Trying to explain to hearing people

sculleywr

Member
I'm trying to explain why I would need to interpret the Liturgy of the Orthodox Church for a Deaf person to hearing people who, well, think a book is good enough. You see, the Liturgy of the Orthodox Church is printed in a book that includes all the non-variable portions of the services. How do I explain that the service in the video at the end is something that could not be understood solely through a book? I'm trying to include not just what is said, but also what is done by the clergy and people throughout the service.

 

seb

Well-Known Member
I'm trying to explain why I would need to interpret the Liturgy of the Orthodox Church for a Deaf person to hearing people who, well, think a book is good enough. You see, the Liturgy of the Orthodox Church is printed in a book that includes all the non-variable portions of the services. How do I explain that the service in the video at the end is something that could not be understood solely through a book? I'm trying to include not just what is said, but also what is done by the clergy and people throughout the service.
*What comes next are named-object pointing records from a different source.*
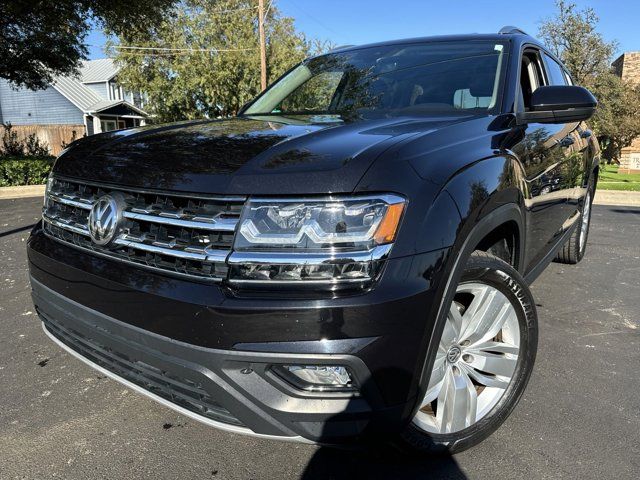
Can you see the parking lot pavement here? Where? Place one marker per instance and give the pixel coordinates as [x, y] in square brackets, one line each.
[579, 418]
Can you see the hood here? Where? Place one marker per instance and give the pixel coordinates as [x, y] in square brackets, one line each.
[243, 155]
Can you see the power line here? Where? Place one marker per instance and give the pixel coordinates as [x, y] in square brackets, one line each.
[170, 49]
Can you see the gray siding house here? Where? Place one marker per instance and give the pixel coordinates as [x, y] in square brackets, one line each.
[92, 103]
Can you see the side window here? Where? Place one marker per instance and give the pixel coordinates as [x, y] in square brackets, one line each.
[531, 77]
[555, 71]
[568, 77]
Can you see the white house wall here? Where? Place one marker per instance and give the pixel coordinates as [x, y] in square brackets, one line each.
[27, 107]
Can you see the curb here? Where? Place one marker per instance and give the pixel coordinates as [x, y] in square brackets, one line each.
[21, 192]
[617, 197]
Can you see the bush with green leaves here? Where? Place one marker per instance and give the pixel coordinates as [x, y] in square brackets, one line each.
[12, 146]
[24, 170]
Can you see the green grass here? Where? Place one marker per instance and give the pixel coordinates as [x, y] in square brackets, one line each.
[610, 179]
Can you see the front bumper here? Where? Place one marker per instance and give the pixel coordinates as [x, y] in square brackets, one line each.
[160, 337]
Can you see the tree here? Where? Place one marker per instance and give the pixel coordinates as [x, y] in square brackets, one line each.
[203, 59]
[617, 120]
[40, 39]
[572, 35]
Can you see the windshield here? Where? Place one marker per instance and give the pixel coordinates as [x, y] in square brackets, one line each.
[390, 80]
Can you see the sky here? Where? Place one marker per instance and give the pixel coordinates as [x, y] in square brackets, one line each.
[349, 22]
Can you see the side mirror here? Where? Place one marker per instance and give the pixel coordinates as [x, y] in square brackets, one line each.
[559, 104]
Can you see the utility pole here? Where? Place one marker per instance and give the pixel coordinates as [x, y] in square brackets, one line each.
[263, 46]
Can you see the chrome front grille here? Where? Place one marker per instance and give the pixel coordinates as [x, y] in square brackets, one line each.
[184, 235]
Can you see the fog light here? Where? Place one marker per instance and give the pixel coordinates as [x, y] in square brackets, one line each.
[317, 377]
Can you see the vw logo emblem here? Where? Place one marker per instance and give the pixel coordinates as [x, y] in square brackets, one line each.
[104, 219]
[453, 354]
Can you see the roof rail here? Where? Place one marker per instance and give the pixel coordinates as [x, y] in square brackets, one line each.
[511, 29]
[340, 47]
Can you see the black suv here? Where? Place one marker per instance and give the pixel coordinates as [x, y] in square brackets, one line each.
[348, 258]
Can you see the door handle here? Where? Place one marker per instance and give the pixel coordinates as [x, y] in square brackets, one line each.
[567, 142]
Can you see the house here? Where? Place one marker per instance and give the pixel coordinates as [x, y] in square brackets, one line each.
[627, 67]
[71, 107]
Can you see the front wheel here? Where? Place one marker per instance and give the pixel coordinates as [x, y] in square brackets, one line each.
[484, 359]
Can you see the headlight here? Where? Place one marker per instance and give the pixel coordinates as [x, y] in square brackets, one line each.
[332, 240]
[337, 224]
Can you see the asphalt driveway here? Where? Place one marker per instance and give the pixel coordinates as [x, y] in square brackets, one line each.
[580, 416]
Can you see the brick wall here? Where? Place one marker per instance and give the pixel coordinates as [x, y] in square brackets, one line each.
[627, 66]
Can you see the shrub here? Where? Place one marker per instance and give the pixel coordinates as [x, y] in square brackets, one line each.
[11, 145]
[33, 147]
[24, 171]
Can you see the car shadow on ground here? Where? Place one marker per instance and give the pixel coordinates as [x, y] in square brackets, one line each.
[378, 462]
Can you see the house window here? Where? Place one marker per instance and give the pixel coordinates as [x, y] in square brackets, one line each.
[115, 92]
[108, 125]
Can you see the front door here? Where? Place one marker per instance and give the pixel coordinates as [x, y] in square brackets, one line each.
[551, 155]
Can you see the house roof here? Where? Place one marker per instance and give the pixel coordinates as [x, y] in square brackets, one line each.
[106, 104]
[83, 97]
[101, 70]
[77, 93]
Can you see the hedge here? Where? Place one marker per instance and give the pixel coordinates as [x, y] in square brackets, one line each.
[24, 171]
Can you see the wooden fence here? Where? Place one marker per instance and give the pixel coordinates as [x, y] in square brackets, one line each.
[52, 135]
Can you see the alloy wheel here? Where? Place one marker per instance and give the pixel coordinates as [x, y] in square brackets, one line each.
[475, 362]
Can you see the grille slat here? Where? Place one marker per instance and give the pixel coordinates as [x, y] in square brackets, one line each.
[173, 233]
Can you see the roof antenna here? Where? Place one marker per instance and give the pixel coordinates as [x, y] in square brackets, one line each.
[511, 29]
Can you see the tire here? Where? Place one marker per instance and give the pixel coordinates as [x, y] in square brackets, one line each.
[510, 308]
[575, 247]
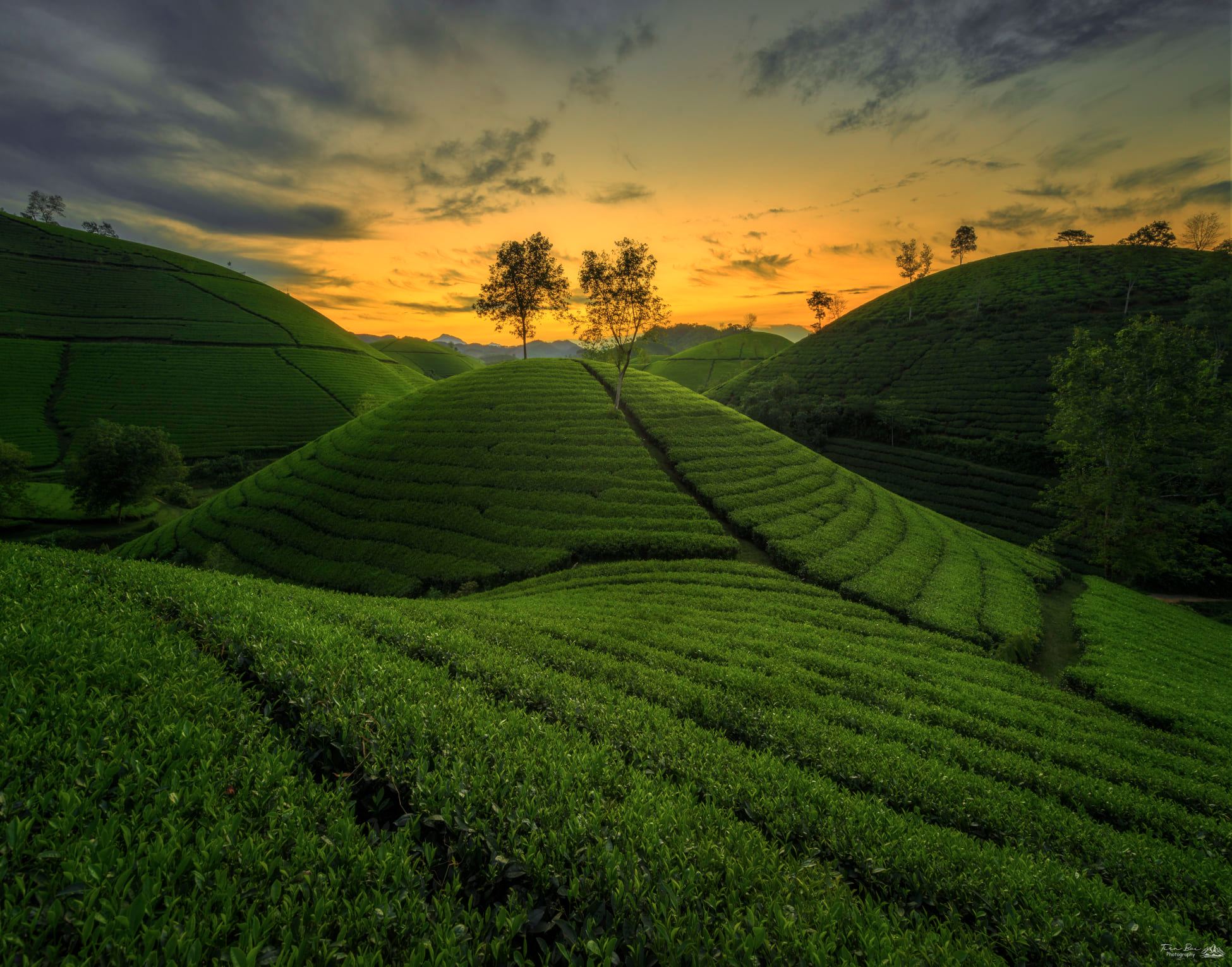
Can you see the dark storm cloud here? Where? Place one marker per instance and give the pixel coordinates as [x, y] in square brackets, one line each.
[640, 39]
[1022, 219]
[620, 193]
[986, 164]
[1081, 150]
[892, 47]
[1175, 170]
[594, 84]
[1048, 190]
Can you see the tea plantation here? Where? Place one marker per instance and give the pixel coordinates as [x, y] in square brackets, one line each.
[717, 362]
[625, 763]
[93, 328]
[432, 359]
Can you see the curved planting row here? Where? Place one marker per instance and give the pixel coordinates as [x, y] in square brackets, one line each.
[838, 529]
[683, 759]
[499, 473]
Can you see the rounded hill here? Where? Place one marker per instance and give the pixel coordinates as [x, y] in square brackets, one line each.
[435, 360]
[711, 363]
[967, 350]
[93, 327]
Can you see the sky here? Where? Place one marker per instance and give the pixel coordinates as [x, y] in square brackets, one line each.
[371, 157]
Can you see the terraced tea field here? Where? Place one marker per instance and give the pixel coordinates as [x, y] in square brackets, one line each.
[637, 762]
[432, 359]
[974, 362]
[715, 362]
[93, 327]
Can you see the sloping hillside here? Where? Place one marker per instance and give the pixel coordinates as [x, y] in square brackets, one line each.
[710, 363]
[100, 328]
[974, 360]
[619, 763]
[525, 468]
[434, 360]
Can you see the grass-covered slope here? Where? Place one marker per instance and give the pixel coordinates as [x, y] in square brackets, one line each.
[434, 360]
[980, 379]
[102, 328]
[498, 473]
[838, 529]
[622, 763]
[717, 362]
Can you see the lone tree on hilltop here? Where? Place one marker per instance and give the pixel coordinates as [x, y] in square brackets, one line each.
[826, 307]
[14, 475]
[525, 281]
[100, 228]
[1156, 233]
[44, 207]
[118, 466]
[1202, 229]
[1144, 430]
[1075, 237]
[913, 264]
[622, 301]
[962, 243]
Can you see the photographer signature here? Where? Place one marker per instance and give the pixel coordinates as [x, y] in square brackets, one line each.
[1190, 952]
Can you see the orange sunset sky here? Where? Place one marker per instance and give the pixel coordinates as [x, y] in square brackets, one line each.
[371, 161]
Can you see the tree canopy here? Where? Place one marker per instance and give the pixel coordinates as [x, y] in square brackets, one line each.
[1156, 233]
[1075, 237]
[116, 466]
[524, 283]
[622, 301]
[1142, 425]
[962, 243]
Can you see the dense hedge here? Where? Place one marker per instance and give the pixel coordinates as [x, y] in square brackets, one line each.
[656, 760]
[979, 381]
[498, 473]
[163, 339]
[838, 529]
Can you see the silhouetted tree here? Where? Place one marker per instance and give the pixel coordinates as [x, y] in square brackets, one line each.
[1202, 229]
[104, 228]
[962, 243]
[525, 281]
[1142, 430]
[1075, 237]
[14, 476]
[622, 301]
[913, 264]
[115, 466]
[826, 306]
[1156, 233]
[44, 207]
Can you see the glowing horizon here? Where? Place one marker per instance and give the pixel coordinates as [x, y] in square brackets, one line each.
[371, 164]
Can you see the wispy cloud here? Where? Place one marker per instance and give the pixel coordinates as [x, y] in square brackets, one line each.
[620, 193]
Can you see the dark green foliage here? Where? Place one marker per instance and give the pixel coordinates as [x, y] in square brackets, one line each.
[711, 363]
[101, 328]
[980, 381]
[493, 475]
[115, 466]
[1155, 233]
[14, 477]
[1144, 427]
[837, 529]
[649, 760]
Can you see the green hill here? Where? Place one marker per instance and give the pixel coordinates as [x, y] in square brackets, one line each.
[971, 367]
[525, 468]
[432, 359]
[631, 763]
[710, 363]
[100, 328]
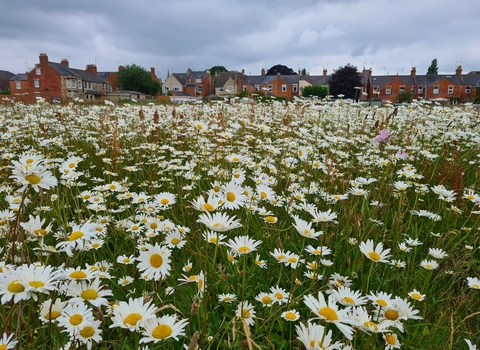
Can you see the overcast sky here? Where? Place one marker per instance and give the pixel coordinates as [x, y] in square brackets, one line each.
[389, 36]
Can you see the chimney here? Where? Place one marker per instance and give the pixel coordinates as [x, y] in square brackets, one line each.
[91, 68]
[43, 58]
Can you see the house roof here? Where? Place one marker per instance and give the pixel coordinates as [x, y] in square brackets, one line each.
[19, 77]
[89, 76]
[6, 74]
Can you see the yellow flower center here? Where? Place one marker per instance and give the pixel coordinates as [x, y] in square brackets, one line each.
[290, 316]
[52, 315]
[15, 287]
[231, 197]
[156, 260]
[76, 319]
[87, 332]
[390, 338]
[370, 324]
[132, 319]
[89, 294]
[245, 313]
[328, 313]
[416, 296]
[75, 235]
[162, 331]
[40, 232]
[374, 256]
[33, 179]
[391, 315]
[78, 274]
[266, 300]
[381, 302]
[36, 284]
[243, 249]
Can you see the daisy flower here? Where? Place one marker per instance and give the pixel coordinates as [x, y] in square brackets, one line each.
[7, 342]
[162, 328]
[219, 222]
[246, 312]
[242, 245]
[128, 315]
[154, 262]
[378, 254]
[49, 312]
[304, 228]
[329, 312]
[74, 317]
[313, 337]
[88, 291]
[473, 282]
[290, 315]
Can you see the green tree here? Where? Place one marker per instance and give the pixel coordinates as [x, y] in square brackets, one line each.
[433, 69]
[136, 78]
[344, 81]
[320, 91]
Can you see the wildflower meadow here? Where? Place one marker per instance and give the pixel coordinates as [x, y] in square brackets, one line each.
[278, 225]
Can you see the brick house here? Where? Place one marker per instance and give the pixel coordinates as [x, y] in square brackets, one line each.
[58, 82]
[5, 77]
[193, 83]
[19, 87]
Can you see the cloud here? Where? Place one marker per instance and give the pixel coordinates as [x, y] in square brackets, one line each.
[308, 37]
[330, 32]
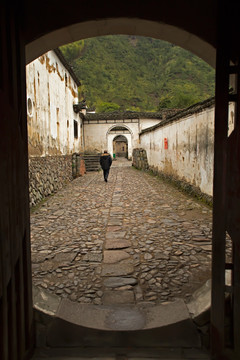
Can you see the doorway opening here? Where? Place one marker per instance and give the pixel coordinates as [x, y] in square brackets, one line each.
[120, 146]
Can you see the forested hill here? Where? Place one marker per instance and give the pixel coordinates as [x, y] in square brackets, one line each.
[121, 72]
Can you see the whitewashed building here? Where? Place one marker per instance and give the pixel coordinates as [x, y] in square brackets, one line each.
[54, 128]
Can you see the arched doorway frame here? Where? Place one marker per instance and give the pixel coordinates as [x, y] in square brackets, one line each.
[129, 137]
[210, 60]
[117, 136]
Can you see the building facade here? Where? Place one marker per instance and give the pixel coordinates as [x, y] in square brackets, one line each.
[54, 128]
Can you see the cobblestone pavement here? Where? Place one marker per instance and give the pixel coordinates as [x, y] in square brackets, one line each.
[133, 240]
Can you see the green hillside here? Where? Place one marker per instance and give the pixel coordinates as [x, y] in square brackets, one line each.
[138, 73]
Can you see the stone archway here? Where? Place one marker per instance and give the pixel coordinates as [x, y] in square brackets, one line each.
[120, 134]
[120, 146]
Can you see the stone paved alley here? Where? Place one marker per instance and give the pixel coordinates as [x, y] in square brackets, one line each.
[133, 240]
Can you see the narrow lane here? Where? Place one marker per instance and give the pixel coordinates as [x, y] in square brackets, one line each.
[133, 240]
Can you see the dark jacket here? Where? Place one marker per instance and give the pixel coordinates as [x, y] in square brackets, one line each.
[105, 161]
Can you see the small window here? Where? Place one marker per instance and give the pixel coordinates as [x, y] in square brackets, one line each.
[75, 125]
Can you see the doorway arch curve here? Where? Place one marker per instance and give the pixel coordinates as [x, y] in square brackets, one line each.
[128, 26]
[120, 130]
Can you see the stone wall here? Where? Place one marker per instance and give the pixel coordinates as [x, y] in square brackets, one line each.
[47, 175]
[139, 159]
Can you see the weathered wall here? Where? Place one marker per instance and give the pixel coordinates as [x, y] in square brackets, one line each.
[190, 146]
[51, 93]
[98, 138]
[97, 134]
[139, 159]
[47, 175]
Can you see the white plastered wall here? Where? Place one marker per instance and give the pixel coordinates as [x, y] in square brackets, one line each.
[51, 93]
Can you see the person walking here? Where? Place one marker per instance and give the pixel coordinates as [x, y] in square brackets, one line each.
[105, 162]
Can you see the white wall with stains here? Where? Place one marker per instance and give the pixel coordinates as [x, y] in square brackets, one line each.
[51, 93]
[189, 155]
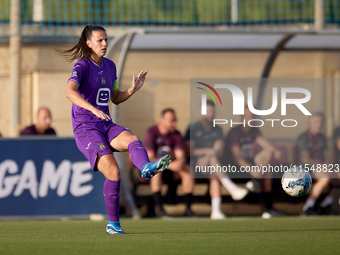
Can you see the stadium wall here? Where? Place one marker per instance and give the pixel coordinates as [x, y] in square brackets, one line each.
[44, 77]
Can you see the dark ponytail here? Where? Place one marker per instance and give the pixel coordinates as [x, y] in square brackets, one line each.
[80, 50]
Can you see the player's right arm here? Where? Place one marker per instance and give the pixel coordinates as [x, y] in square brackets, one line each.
[73, 95]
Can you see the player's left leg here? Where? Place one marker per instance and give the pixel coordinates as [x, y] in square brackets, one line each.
[107, 165]
[123, 140]
[263, 159]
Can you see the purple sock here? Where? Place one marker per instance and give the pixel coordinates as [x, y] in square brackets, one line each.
[111, 195]
[138, 154]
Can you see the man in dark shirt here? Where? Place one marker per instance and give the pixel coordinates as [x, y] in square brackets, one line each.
[311, 149]
[163, 139]
[240, 141]
[206, 147]
[42, 127]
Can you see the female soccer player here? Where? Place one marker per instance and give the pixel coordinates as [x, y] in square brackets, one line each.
[92, 85]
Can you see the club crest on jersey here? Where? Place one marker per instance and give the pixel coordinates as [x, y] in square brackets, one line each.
[103, 80]
[101, 146]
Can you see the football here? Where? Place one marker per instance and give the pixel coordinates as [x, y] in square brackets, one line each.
[296, 182]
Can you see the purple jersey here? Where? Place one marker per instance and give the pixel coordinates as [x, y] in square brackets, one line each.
[236, 137]
[162, 144]
[95, 85]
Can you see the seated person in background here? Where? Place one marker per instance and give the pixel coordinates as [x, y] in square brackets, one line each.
[163, 139]
[311, 148]
[42, 126]
[207, 146]
[240, 141]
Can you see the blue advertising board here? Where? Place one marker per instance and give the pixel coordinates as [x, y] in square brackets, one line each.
[47, 176]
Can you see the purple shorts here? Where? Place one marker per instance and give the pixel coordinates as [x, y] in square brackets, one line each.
[93, 138]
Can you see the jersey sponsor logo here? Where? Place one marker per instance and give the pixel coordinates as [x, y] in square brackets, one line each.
[101, 146]
[103, 80]
[103, 97]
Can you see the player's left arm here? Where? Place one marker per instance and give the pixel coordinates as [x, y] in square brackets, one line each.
[118, 96]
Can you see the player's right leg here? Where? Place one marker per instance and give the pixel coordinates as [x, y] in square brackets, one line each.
[123, 140]
[92, 143]
[156, 185]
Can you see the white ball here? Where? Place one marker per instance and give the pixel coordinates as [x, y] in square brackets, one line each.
[296, 182]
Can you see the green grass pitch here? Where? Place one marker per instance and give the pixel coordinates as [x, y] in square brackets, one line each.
[237, 235]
Perhaps you can suggest they wear earplugs to a church service and just read the book and try and follow along.
 

sculleywr

Member
Perhaps you can suggest they wear earplugs to a church service and just read the book and try and follow along.

I was thinking the same thing. ;)

I used that. It definitely helps. I've been interpreting the Liturgy for several months now, and I have an interesting challenge with the technical language in it. The biggest help I have are some Deaf people that have long been members of the Orthodox Church and have helped me break the technical terms into common signs that are concise enough to use when Same-Time Interpreting. I seriously cannot wait until they have a basic translation. I know it will have to be heavily adapted for region and signing abilities, but it will help me a lot especially with words like Theotokos and Panagia.